Cercai di orientarmi in quel labirinto di bizzarre costruzioni regolari, tra gli incroci delle viuzze di polvere e fango, tutti così simili seppur così diversi. Mi muovevo in una griglia regolare, una pianta romana che però mi imprigionava come un labirinto e al pari di un labirinto magico la bidonville mi dava l'impressione di cambiare forma repentinamente, anche in quel momento alcuni di Loro si impegnavano a ricostruire case, a modificare facciate, a migliorare questo o quell'edificio cancellando i punti di riferimento che solo la volta scorsa mi erano sembrati così chiari. 
Ad un tratto mi ritrovai perso, immerso in quel tugurio labirintico senza più sapere quale direzione prendere o da quale ero arrivato. 
- Ci siamo persi? - domandai. - Dov'è casa di Naftalia? 
Il Grillo materializzò qualcosa ma non ebbi neppure il tempo di leggerlo che una frequenza radio mi contattò al cilindro. 
"Naftalia? Così mi chiami?"
Mi volsi, una di Loro mi guardava dal centro della polverosa strada in terra battuta con i suoi freddi occhi di piombo. Era lei?
"Non credevo che saresti tornato" continuò. "Di solito quelli come te non tornano mai, tu invece..."
"Sono venuto qui a cercarti..." dissi, attraverso il cilindro. 
"Ora mi hai trovata" rispose. 
La abbracciai stringendo quel corpo minuto eppure freddo, solido, pesante. 
- Sei una strana bambola di carne - mi disse, guardandomi negli occhi attraverso gli occhiali. 
- E tu sei uno splendido sogno artificiale.

Rotolammo sullo stesso materasso sporco dell'altra volta, avvinghiati nelle lenzuola della mia passione, nella stretta del mio amore perverso, della mia tecnomania. 
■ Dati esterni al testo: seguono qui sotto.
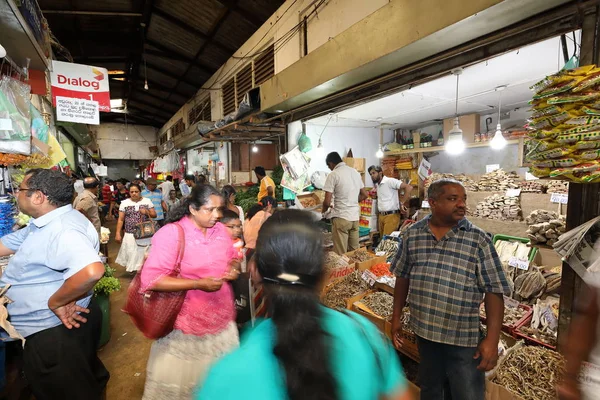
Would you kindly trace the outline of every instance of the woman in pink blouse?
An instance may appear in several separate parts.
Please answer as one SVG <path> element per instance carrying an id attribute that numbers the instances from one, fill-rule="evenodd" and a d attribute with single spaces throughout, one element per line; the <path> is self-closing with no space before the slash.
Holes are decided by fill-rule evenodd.
<path id="1" fill-rule="evenodd" d="M 239 271 L 227 228 L 218 222 L 224 201 L 197 185 L 152 238 L 142 268 L 142 289 L 187 291 L 173 331 L 152 344 L 144 399 L 189 399 L 208 367 L 239 344 L 229 281 Z M 185 233 L 180 277 L 168 276 L 178 256 L 178 230 Z M 157 312 L 160 312 L 157 310 Z"/>

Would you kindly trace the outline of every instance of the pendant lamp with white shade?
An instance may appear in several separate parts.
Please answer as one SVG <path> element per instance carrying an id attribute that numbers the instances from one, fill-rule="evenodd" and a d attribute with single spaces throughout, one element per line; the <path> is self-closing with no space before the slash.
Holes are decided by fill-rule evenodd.
<path id="1" fill-rule="evenodd" d="M 457 68 L 452 71 L 456 75 L 456 113 L 454 117 L 454 126 L 448 132 L 448 141 L 446 142 L 446 151 L 450 155 L 458 155 L 465 150 L 465 142 L 463 141 L 463 131 L 460 129 L 458 119 L 458 80 L 462 74 L 462 68 Z"/>
<path id="2" fill-rule="evenodd" d="M 496 91 L 498 92 L 498 124 L 496 125 L 496 134 L 490 141 L 490 147 L 494 150 L 502 150 L 506 147 L 506 139 L 502 134 L 502 127 L 500 126 L 500 116 L 502 115 L 502 91 L 506 89 L 506 86 L 498 86 Z"/>

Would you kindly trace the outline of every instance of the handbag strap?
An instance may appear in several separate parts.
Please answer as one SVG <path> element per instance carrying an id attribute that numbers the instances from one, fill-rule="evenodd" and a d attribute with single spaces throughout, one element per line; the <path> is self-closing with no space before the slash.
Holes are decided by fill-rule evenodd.
<path id="1" fill-rule="evenodd" d="M 179 253 L 177 254 L 177 260 L 175 261 L 175 273 L 179 275 L 179 272 L 181 272 L 181 262 L 183 261 L 185 252 L 185 232 L 179 222 L 175 222 L 173 225 L 175 225 L 179 231 Z"/>
<path id="2" fill-rule="evenodd" d="M 371 337 L 369 336 L 365 327 L 356 318 L 354 318 L 352 313 L 348 312 L 348 310 L 343 310 L 342 312 L 344 314 L 346 314 L 352 321 L 354 321 L 356 326 L 358 326 L 359 330 L 361 331 L 362 335 L 365 337 L 366 342 L 369 344 L 369 347 L 371 348 L 371 351 L 373 352 L 373 356 L 375 357 L 375 364 L 377 364 L 377 372 L 379 373 L 379 378 L 383 382 L 383 380 L 384 380 L 383 361 L 381 360 L 381 354 L 380 354 L 379 350 L 377 349 L 375 344 L 371 341 Z"/>

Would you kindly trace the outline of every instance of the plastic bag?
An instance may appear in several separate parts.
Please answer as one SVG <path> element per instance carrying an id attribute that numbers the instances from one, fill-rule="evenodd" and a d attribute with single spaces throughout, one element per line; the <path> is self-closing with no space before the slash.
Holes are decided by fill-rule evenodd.
<path id="1" fill-rule="evenodd" d="M 312 142 L 310 141 L 310 138 L 308 136 L 306 136 L 306 133 L 304 133 L 304 132 L 302 132 L 302 134 L 298 138 L 298 147 L 300 148 L 300 151 L 303 153 L 308 153 L 309 151 L 312 150 Z"/>
<path id="2" fill-rule="evenodd" d="M 598 158 L 600 158 L 600 150 L 596 149 L 579 151 L 573 154 L 573 156 L 579 158 L 580 160 L 597 160 Z"/>
<path id="3" fill-rule="evenodd" d="M 548 99 L 548 104 L 585 103 L 600 98 L 600 92 L 582 92 L 578 94 L 554 96 Z"/>
<path id="4" fill-rule="evenodd" d="M 600 149 L 600 141 L 583 140 L 581 142 L 575 143 L 575 146 L 573 147 L 576 150 Z"/>
<path id="5" fill-rule="evenodd" d="M 534 129 L 531 130 L 527 133 L 527 136 L 529 136 L 532 139 L 541 139 L 541 140 L 548 140 L 548 139 L 554 139 L 556 136 L 558 136 L 559 131 L 547 131 L 547 130 L 543 130 L 543 129 Z"/>
<path id="6" fill-rule="evenodd" d="M 599 141 L 599 140 L 600 140 L 600 131 L 562 134 L 556 138 L 556 141 L 558 143 L 563 143 L 563 144 L 577 143 L 580 141 L 595 142 L 595 141 Z"/>
<path id="7" fill-rule="evenodd" d="M 569 155 L 573 152 L 573 149 L 569 149 L 566 147 L 558 147 L 555 149 L 550 149 L 550 150 L 546 150 L 546 151 L 542 151 L 539 153 L 533 153 L 531 155 L 529 155 L 529 159 L 530 160 L 549 160 L 549 159 L 553 159 L 553 158 L 560 158 L 560 157 L 564 157 L 566 155 Z"/>
<path id="8" fill-rule="evenodd" d="M 31 153 L 29 85 L 4 76 L 0 80 L 0 152 Z"/>
<path id="9" fill-rule="evenodd" d="M 600 84 L 600 68 L 594 68 L 576 87 L 573 88 L 573 92 L 582 92 L 598 84 Z"/>
<path id="10" fill-rule="evenodd" d="M 598 125 L 600 124 L 600 116 L 585 116 L 571 118 L 565 125 Z"/>
<path id="11" fill-rule="evenodd" d="M 532 139 L 527 143 L 527 148 L 529 149 L 529 153 L 542 152 L 546 150 L 555 149 L 560 147 L 559 143 L 556 143 L 551 140 L 536 140 Z"/>
<path id="12" fill-rule="evenodd" d="M 571 114 L 563 111 L 559 114 L 549 115 L 547 117 L 532 119 L 529 121 L 529 127 L 533 129 L 551 129 L 559 126 L 562 123 L 568 123 L 569 120 L 574 119 Z"/>
<path id="13" fill-rule="evenodd" d="M 325 181 L 327 180 L 327 175 L 329 175 L 325 171 L 316 171 L 310 176 L 310 182 L 317 189 L 323 189 L 325 186 Z"/>
<path id="14" fill-rule="evenodd" d="M 574 165 L 577 164 L 581 164 L 582 161 L 577 160 L 575 158 L 572 157 L 565 157 L 565 158 L 557 158 L 554 160 L 544 160 L 544 161 L 538 161 L 538 162 L 534 162 L 533 166 L 535 168 L 559 168 L 559 167 L 572 167 Z"/>

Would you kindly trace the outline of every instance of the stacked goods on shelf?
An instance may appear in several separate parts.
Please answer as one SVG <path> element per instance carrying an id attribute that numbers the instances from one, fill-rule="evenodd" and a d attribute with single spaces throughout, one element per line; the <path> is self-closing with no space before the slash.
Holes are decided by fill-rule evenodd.
<path id="1" fill-rule="evenodd" d="M 518 304 L 516 307 L 505 306 L 502 330 L 512 335 L 531 316 L 531 313 L 531 307 L 525 304 Z M 487 317 L 483 304 L 479 307 L 479 318 L 484 324 L 486 323 Z"/>
<path id="2" fill-rule="evenodd" d="M 394 296 L 386 292 L 373 292 L 363 297 L 360 302 L 367 306 L 375 315 L 386 321 L 392 320 L 394 313 Z"/>
<path id="3" fill-rule="evenodd" d="M 454 179 L 456 181 L 459 181 L 460 183 L 463 184 L 465 189 L 467 189 L 470 192 L 476 192 L 479 190 L 479 185 L 477 184 L 477 182 L 475 182 L 473 179 L 469 178 L 468 176 L 466 176 L 464 174 L 453 175 L 453 174 L 440 174 L 440 173 L 434 172 L 433 174 L 429 175 L 429 177 L 427 177 L 427 179 L 425 180 L 425 184 L 424 184 L 425 193 L 427 193 L 427 189 L 429 189 L 429 185 L 431 185 L 432 182 L 439 181 L 440 179 Z"/>
<path id="4" fill-rule="evenodd" d="M 537 177 L 600 182 L 600 68 L 562 70 L 531 87 L 526 158 Z"/>
<path id="5" fill-rule="evenodd" d="M 523 211 L 518 197 L 494 194 L 477 204 L 475 216 L 501 221 L 522 221 Z"/>
<path id="6" fill-rule="evenodd" d="M 496 235 L 494 247 L 502 263 L 502 268 L 511 287 L 514 287 L 514 279 L 529 269 L 529 260 L 537 253 L 537 249 L 530 248 L 528 239 L 512 238 Z M 521 262 L 521 268 L 515 261 Z M 512 264 L 512 265 L 511 265 Z M 527 265 L 527 269 L 524 266 Z"/>
<path id="7" fill-rule="evenodd" d="M 326 282 L 351 274 L 356 269 L 355 264 L 349 262 L 347 257 L 340 256 L 333 251 L 325 253 L 324 266 Z"/>
<path id="8" fill-rule="evenodd" d="M 538 299 L 533 312 L 525 323 L 516 330 L 517 337 L 532 344 L 556 348 L 558 338 L 559 299 L 548 297 Z"/>
<path id="9" fill-rule="evenodd" d="M 479 179 L 480 192 L 504 192 L 507 189 L 518 189 L 520 180 L 514 172 L 506 173 L 502 168 L 488 172 Z"/>
<path id="10" fill-rule="evenodd" d="M 556 399 L 555 387 L 564 367 L 564 359 L 555 351 L 515 346 L 499 363 L 491 381 L 523 400 L 552 400 Z"/>
<path id="11" fill-rule="evenodd" d="M 525 218 L 527 237 L 533 244 L 552 246 L 566 232 L 566 217 L 554 211 L 534 210 Z"/>
<path id="12" fill-rule="evenodd" d="M 361 247 L 360 249 L 351 253 L 346 253 L 346 257 L 348 257 L 351 264 L 357 264 L 370 260 L 371 258 L 375 257 L 375 254 L 369 253 L 367 249 Z"/>
<path id="13" fill-rule="evenodd" d="M 361 278 L 360 272 L 355 270 L 351 274 L 326 286 L 321 300 L 329 308 L 343 309 L 347 307 L 348 299 L 367 289 L 367 282 Z"/>
<path id="14" fill-rule="evenodd" d="M 375 254 L 386 257 L 387 262 L 392 262 L 398 252 L 398 239 L 391 236 L 384 236 L 375 249 Z"/>
<path id="15" fill-rule="evenodd" d="M 413 168 L 415 168 L 415 166 L 413 165 L 413 158 L 405 157 L 405 158 L 396 159 L 394 168 L 395 169 L 413 169 Z"/>
<path id="16" fill-rule="evenodd" d="M 396 170 L 396 157 L 386 157 L 381 162 L 381 169 L 383 171 L 383 175 L 398 179 L 398 172 Z"/>
<path id="17" fill-rule="evenodd" d="M 537 181 L 522 181 L 519 187 L 522 193 L 544 193 L 545 190 L 545 186 Z"/>
<path id="18" fill-rule="evenodd" d="M 540 297 L 546 291 L 546 278 L 535 266 L 515 278 L 513 297 L 517 300 L 530 300 Z"/>
<path id="19" fill-rule="evenodd" d="M 569 193 L 569 182 L 552 180 L 547 183 L 546 192 L 548 193 Z"/>
<path id="20" fill-rule="evenodd" d="M 370 192 L 368 192 L 370 193 Z M 367 197 L 360 203 L 360 219 L 358 220 L 358 226 L 361 228 L 370 229 L 372 231 L 377 230 L 377 201 L 373 200 L 371 196 Z"/>

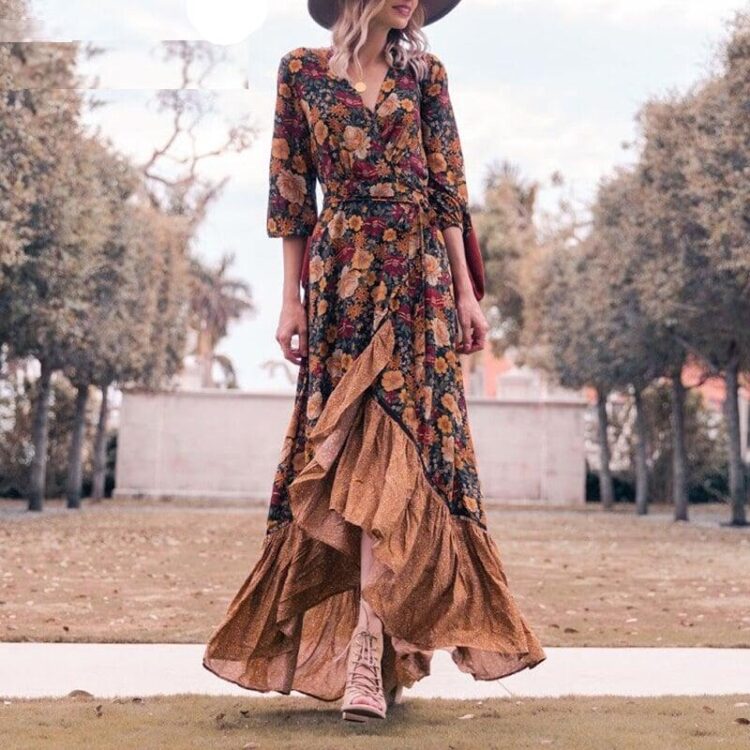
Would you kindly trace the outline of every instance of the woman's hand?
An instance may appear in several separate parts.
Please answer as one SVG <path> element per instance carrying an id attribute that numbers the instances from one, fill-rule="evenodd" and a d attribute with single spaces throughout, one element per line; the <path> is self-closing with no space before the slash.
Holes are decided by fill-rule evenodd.
<path id="1" fill-rule="evenodd" d="M 473 292 L 466 290 L 456 294 L 456 312 L 461 329 L 456 351 L 471 354 L 484 349 L 490 326 Z"/>
<path id="2" fill-rule="evenodd" d="M 479 306 L 479 301 L 474 296 L 469 269 L 466 266 L 466 250 L 461 228 L 459 226 L 444 227 L 442 233 L 450 261 L 453 297 L 456 300 L 456 313 L 461 334 L 456 351 L 459 354 L 471 354 L 484 349 L 490 326 Z"/>
<path id="3" fill-rule="evenodd" d="M 293 347 L 292 336 L 295 334 L 299 337 L 299 342 Z M 301 364 L 307 357 L 307 314 L 299 299 L 289 299 L 282 304 L 276 341 L 281 345 L 284 359 L 295 365 Z"/>

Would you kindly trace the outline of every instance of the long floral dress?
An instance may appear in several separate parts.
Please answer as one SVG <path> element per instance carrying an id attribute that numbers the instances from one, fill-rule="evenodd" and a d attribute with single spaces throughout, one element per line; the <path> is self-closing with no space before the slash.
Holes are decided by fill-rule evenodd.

In un attimo lei era la mia padrona ed io il suo stupido bambolotto di carne, un'effige umana da stuzzicare, stimolare, torturare. Ero certo che provasse un certo piacere nel pungolare la mia carne, nell'osservare come ogni stimolo provocasse una reazione biologica nel mio corpo. Quasi rideva toccandomi tra le gambe, dove il sangue ora pompava più forte, studiando i limiti della mia sensibilità, osservando le mie espressioni vagare tra dolore e piacere, tra paradiso e dannazione. 
Mi diede piacere in tutte le maniere possibili e immaginabili, senza riserve, senza remore, agendo da macchina come una macchina, sempre più cosciente che io non cercavo il piacere umano ma un piacere diverso, più sordido, più perverso.
Poi venne il mio turno di prendere il controllo, di esercitare su di lei le mie perversioni, la mia violenta eccitazione e lei si concesse a me così come aveva fatto la volta precedente, da schiava, una serva immortale piegata al mio unico piacere.